Quarterback, however, is different.
It’s been said that head coaches and quarterbacks get too much credit and too much blame. It comes with the territory; that’s why their handling is on a case-by-case basis.
The starting quarterback is more than just the triggerman. He is generally looked upon as the leader of the team. He is almost always available to answer questions, to represent the team, after games — in victory, and even more importantly, in defeat.
And if you’re not up to that, you shouldn’t be playing quarterback at a Power-5 school that draws significant media attention.
I think it’s obvious that Will Levis should be and will be the Nittany Lions’ starter Saturday against Iowa.
While the media, myself included, and fans can anoint a starter quickly after the game, the coaching staff has other considerations.

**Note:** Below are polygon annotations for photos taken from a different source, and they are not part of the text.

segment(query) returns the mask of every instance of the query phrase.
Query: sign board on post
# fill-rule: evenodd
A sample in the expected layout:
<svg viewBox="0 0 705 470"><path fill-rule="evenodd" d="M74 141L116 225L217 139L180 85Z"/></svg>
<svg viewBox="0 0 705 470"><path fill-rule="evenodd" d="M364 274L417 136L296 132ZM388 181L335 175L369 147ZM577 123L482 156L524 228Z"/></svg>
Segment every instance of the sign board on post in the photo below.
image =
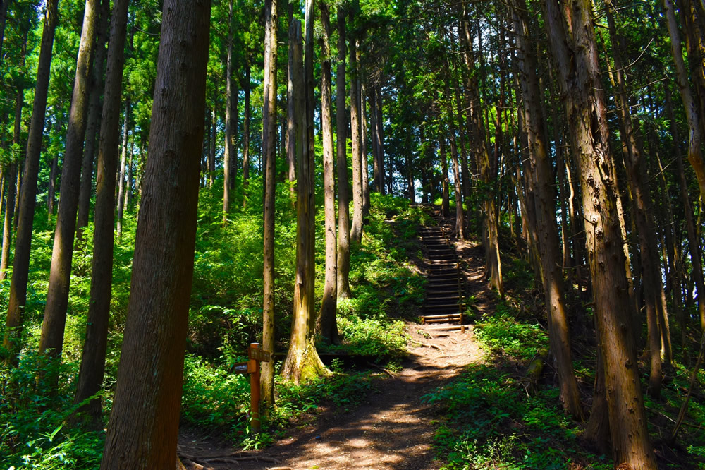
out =
<svg viewBox="0 0 705 470"><path fill-rule="evenodd" d="M269 362L271 358L271 353L269 351L260 349L259 347L253 348L250 346L247 348L247 357L253 361Z"/></svg>
<svg viewBox="0 0 705 470"><path fill-rule="evenodd" d="M252 357L252 351L262 351L259 343L252 343L247 349L248 356ZM254 369L254 370L252 370ZM250 373L250 429L252 434L259 433L259 361L250 359L247 363Z"/></svg>
<svg viewBox="0 0 705 470"><path fill-rule="evenodd" d="M259 433L259 363L269 362L271 353L259 349L259 343L252 343L247 348L247 362L233 365L236 374L250 374L250 429L252 434Z"/></svg>
<svg viewBox="0 0 705 470"><path fill-rule="evenodd" d="M233 371L236 374L247 373L247 363L238 362L233 365Z"/></svg>

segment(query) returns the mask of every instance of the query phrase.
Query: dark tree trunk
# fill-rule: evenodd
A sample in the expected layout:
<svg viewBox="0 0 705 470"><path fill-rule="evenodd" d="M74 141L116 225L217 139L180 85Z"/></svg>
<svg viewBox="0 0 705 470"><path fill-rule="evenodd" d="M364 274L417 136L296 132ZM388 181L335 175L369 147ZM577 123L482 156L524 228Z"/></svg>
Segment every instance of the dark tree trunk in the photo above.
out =
<svg viewBox="0 0 705 470"><path fill-rule="evenodd" d="M606 109L596 61L592 4L580 0L561 8L557 0L546 0L544 18L584 188L587 248L598 335L604 346L601 356L615 462L633 469L656 469L636 349L628 326L629 295L617 214L618 195L615 193Z"/></svg>
<svg viewBox="0 0 705 470"><path fill-rule="evenodd" d="M450 215L450 201L448 200L448 186L450 180L448 177L448 152L446 151L446 137L443 135L439 135L439 152L441 157L441 169L443 171L443 185L441 215L443 217L447 217Z"/></svg>
<svg viewBox="0 0 705 470"><path fill-rule="evenodd" d="M544 292L548 317L551 349L556 358L563 409L577 419L583 419L580 394L573 370L568 330L568 308L563 294L563 277L558 229L556 222L556 192L552 164L548 158L546 123L541 106L537 60L529 42L529 21L524 0L515 0L514 30L516 35L520 83L523 95L522 122L528 140L529 164L527 174L533 186L538 248L543 273ZM527 198L528 199L528 198ZM530 204L532 201L527 200Z"/></svg>
<svg viewBox="0 0 705 470"><path fill-rule="evenodd" d="M228 37L225 66L225 153L223 155L223 224L228 221L230 212L230 192L235 179L235 132L233 126L233 114L237 119L238 113L233 112L233 95L237 93L237 87L233 87L233 0L228 1Z"/></svg>
<svg viewBox="0 0 705 470"><path fill-rule="evenodd" d="M336 73L336 147L338 165L338 298L350 297L350 185L345 119L345 15L338 7L338 71Z"/></svg>
<svg viewBox="0 0 705 470"><path fill-rule="evenodd" d="M37 68L35 101L32 107L32 122L30 124L30 135L27 140L24 176L19 188L19 203L16 205L19 206L17 209L18 221L16 224L17 239L15 242L12 282L10 284L10 301L5 322L5 335L3 339L3 347L7 351L7 359L13 365L17 364L18 354L20 351L22 313L27 301L32 222L35 215L37 178L39 174L39 155L42 152L42 138L44 133L44 114L47 110L47 95L49 91L51 49L58 19L58 5L59 0L48 0L47 2Z"/></svg>
<svg viewBox="0 0 705 470"><path fill-rule="evenodd" d="M314 1L306 0L306 56L301 67L300 23L292 24L298 30L292 44L293 52L294 109L296 148L296 283L294 311L291 320L289 350L281 375L295 383L324 375L326 370L314 342L315 277L314 216L314 159L310 138L313 133L313 20ZM290 143L291 143L290 142Z"/></svg>
<svg viewBox="0 0 705 470"><path fill-rule="evenodd" d="M66 323L68 289L71 279L71 260L73 258L73 236L76 232L76 212L78 210L78 193L81 183L83 141L86 131L90 57L95 44L99 7L99 0L86 1L66 132L61 199L56 215L47 306L44 308L39 347L39 353L46 352L52 357L61 356L63 345L63 330ZM58 375L47 378L51 387L57 385Z"/></svg>
<svg viewBox="0 0 705 470"><path fill-rule="evenodd" d="M120 99L125 64L125 37L129 0L114 4L108 45L105 92L101 112L100 139L96 168L95 229L91 260L90 303L86 323L85 342L81 356L78 385L74 403L83 402L103 386L108 323L113 279L115 223L115 183L120 140ZM101 399L91 400L84 409L90 426L102 428Z"/></svg>
<svg viewBox="0 0 705 470"><path fill-rule="evenodd" d="M90 95L88 98L88 121L86 126L85 149L81 164L81 187L78 195L78 218L76 222L76 237L82 239L83 227L88 225L90 212L90 196L93 188L93 161L95 158L96 143L100 126L100 96L103 91L103 64L107 54L105 44L108 42L108 28L110 22L110 0L102 0L100 4L100 20L96 40L95 57L92 66Z"/></svg>
<svg viewBox="0 0 705 470"><path fill-rule="evenodd" d="M125 211L125 167L128 159L128 140L130 137L130 97L125 100L125 114L123 121L123 145L120 157L120 172L118 174L118 243L123 237L123 213Z"/></svg>
<svg viewBox="0 0 705 470"><path fill-rule="evenodd" d="M276 169L276 30L277 0L264 4L264 95L262 114L262 158L264 172L264 303L262 306L262 347L274 351L274 194ZM249 66L248 66L249 68ZM247 90L250 90L250 83ZM245 103L245 113L250 107ZM247 119L245 122L247 123ZM249 126L249 123L246 124ZM249 128L247 129L249 134ZM274 404L274 364L264 363L262 368L262 399L270 406Z"/></svg>
<svg viewBox="0 0 705 470"><path fill-rule="evenodd" d="M145 197L104 470L175 464L209 18L208 0L164 1L155 83L162 92L155 93L152 107Z"/></svg>
<svg viewBox="0 0 705 470"><path fill-rule="evenodd" d="M350 224L350 240L359 243L362 241L362 165L360 159L360 71L357 69L357 35L355 31L355 17L357 14L357 10L358 6L353 4L348 11L348 26L352 30L348 43L350 58L350 143L352 150L352 222Z"/></svg>
<svg viewBox="0 0 705 470"><path fill-rule="evenodd" d="M326 281L321 301L321 313L316 330L328 343L339 342L336 312L338 297L338 246L336 234L336 177L333 161L333 123L331 101L331 13L325 1L321 2L323 36L321 52L323 70L321 77L321 130L323 134L323 184L326 214Z"/></svg>
<svg viewBox="0 0 705 470"><path fill-rule="evenodd" d="M294 17L294 3L289 3L289 25L290 34L293 34L290 30L290 25ZM291 44L292 38L290 36ZM296 152L294 150L294 140L296 138L294 128L294 82L293 71L294 66L293 50L289 47L288 61L288 79L286 82L286 162L289 167L289 191L291 195L291 200L295 200L296 197Z"/></svg>

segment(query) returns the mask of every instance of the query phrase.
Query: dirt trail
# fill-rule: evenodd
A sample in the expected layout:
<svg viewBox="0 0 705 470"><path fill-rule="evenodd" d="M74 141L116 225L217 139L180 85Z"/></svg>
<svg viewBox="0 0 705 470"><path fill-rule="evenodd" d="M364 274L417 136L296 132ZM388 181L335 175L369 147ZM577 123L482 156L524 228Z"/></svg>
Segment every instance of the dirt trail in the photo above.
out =
<svg viewBox="0 0 705 470"><path fill-rule="evenodd" d="M379 392L372 393L350 413L324 409L313 423L291 429L290 437L259 452L247 452L247 460L223 458L220 462L209 461L207 466L187 468L439 468L432 448L436 426L431 422L439 418L438 410L421 397L457 376L464 366L482 362L484 353L474 340L472 326L465 333L432 327L407 325L412 340L403 369L382 380ZM212 448L203 452L195 443L189 444L182 439L181 450L186 454L214 454ZM250 459L250 456L263 457L266 462Z"/></svg>
<svg viewBox="0 0 705 470"><path fill-rule="evenodd" d="M456 245L467 255L468 245ZM465 252L465 253L463 253ZM474 253L472 253L474 254ZM472 257L474 258L474 257ZM470 261L465 273L469 291L485 290ZM488 299L489 300L489 299ZM478 306L474 306L476 308ZM222 449L222 459L201 460L205 466L188 469L438 469L433 439L438 407L422 397L448 382L485 354L474 339L472 325L464 332L439 331L437 325L407 323L411 341L403 369L380 378L379 391L350 411L331 406L319 410L309 423L293 427L290 434L270 447L246 454ZM180 439L180 453L213 457L213 447L200 448L188 438ZM235 460L238 457L240 459ZM255 460L255 459L257 459Z"/></svg>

Though Sean Clifford’s play and eight turnovers (six interceptions, two fumbles returned for touchdowns) has definitely held the Lions back this year, he’s still been the team leader since April 2019 — a span of 19 months and 17 starts.
While Clifford probably will be benched, James Franklin must deal with the potential repercussions. For one thing, depending on how Levis does and if he can stay healthy, Clifford may be needed again.
To this point, there’s no indication that if Clifford is supplanted as starter that he’ll be dropped completely from the plans and that third-teamer T’Quan Roberson is a candidate for backup duty.
Franklin’s reluctance Tuesday to name a starter shows he wants to make sure Clifford can accept whatever decision is made.
Clifford, who has one year of eligibility remaining, also has a brother, Liam, who will be a freshman receiver at Penn State in 2021.
This situation is different than other potential QB controversies. It’s one thing to go into a season with a couple of options and both get a chance in the first couple (non-conference) games before somebody wins the job.
If Franklin goes to Levis, who has two years left after this one, and it works out, it could effectively end Clifford’s career at Penn State.
The transfer portal for quarterbacks has a separate entrance — a revolving door. A quarterback change now — while warranted and needed — still has an effect on the leadership and chemistry on the team.
And the way Franklin’s offense insists on running its quarterbacks — who are averaging 19.5 carries per game (you read that right) during this dreadful 0-4 start — injuries are a play away.
So it’s different than switching the right guard.
Franklin has done a lot wrong so far this year, but the patience he’s shown with his starting quarterback is not one of them.
Maybe because he was a quarterback himself he knows that switching quarterbacks is more than a substitution. It’s a long-term decision.